A 6×7 Pentax shot, with sepia added in Photoshop after scanning the 120 negative. Still being used by Craig Potton, pre-eminent NZ landscapist, the 6×7 is a scaled-up version of the popular 35mm Pentax of yore. A whopper to handle, it is at least simple to use, although reloading is fiddly. However the 6×7 advantage in offset reproduction is clear when comparing, say, calendar images against those from 35mm originals. As a young photographer I admired the picture quality in glossy magazines without realising so much of it came from medium and large format cameras, using tripods and lights.
The 6×7 is a trial to take moonlighting, not only because it’s heavy. Increased format size is matched by decreased focal depth, so that it is harder to cover your subject well, and the 120 format is less forgiving of sloppy focus. To compensate for dim and difficult focusing, I select a smaller aperture (to extend depth of field) and lengthen exposure to 10, 20 or 40 minutes. My usual alternative to simply sitting around, waiting, is to take a second tripod and camera outfit, and work both at once – but I wouldn’t recommend this for a windy beach at night, because the sand risk means there’s just no work-space. I took the above photo in a bitter wind, with all my gear on my back.

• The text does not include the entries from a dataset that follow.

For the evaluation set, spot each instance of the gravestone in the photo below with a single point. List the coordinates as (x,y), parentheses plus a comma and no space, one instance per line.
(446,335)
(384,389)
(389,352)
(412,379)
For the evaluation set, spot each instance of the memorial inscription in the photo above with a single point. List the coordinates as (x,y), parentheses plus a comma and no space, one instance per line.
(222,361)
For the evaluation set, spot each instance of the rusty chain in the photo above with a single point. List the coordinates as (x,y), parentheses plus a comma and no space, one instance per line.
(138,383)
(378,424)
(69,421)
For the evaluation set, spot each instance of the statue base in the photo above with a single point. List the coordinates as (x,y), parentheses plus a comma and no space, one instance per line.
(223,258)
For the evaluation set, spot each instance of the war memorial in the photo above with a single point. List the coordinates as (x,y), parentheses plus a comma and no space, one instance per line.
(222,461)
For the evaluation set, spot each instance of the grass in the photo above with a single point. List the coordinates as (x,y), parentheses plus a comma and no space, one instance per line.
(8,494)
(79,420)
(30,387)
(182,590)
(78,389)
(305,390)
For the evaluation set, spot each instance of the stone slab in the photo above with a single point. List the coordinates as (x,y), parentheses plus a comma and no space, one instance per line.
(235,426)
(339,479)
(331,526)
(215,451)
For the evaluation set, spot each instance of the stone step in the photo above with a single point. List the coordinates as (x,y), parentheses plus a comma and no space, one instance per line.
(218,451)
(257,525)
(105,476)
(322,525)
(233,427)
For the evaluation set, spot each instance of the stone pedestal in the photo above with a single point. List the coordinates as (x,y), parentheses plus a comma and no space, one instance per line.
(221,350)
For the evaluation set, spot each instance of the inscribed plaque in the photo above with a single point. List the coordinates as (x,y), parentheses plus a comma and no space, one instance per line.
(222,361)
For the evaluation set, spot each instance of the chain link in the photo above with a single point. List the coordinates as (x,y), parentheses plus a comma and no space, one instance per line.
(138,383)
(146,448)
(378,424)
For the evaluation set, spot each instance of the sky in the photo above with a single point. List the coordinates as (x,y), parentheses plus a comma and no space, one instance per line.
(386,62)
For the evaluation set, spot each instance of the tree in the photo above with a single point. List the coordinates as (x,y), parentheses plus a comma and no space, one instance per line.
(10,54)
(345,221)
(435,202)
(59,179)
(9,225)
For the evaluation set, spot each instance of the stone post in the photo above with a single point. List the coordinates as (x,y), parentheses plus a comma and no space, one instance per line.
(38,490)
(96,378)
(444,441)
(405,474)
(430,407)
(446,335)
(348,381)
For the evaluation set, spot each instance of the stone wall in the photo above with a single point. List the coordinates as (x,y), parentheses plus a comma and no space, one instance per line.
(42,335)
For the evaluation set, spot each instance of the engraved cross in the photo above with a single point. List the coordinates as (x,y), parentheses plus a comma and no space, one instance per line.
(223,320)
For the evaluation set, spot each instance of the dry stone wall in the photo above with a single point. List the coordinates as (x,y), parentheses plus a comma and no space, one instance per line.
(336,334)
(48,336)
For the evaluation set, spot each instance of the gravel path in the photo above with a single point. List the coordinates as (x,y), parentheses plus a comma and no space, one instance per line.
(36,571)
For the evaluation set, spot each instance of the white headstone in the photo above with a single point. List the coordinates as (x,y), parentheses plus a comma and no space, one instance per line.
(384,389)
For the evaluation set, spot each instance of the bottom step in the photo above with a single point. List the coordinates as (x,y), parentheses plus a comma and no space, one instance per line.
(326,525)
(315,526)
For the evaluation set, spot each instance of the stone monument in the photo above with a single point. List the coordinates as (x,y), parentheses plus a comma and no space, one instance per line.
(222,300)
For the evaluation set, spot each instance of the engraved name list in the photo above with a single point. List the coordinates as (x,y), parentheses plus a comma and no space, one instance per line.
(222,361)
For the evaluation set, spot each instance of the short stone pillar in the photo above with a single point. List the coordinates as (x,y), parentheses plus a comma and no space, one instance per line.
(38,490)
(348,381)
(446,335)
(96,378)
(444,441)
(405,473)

The standard lens was set close to infinity, exposure unrecorded. Taken at the foot of Paritutu, the foreground is a blur of surf at mid-tide. For a high moon like this, earlier in the evening, go out 3 or 4 nights before it’s full. Not every “Seascape by moonlight” is genuine but yours can be authentic even at first quarter (the half-moon), if silhouette and reflection are your aim. If you use film, be sure to vary exposure and note your settings – as well as the age of the moon – until you are familiar with results.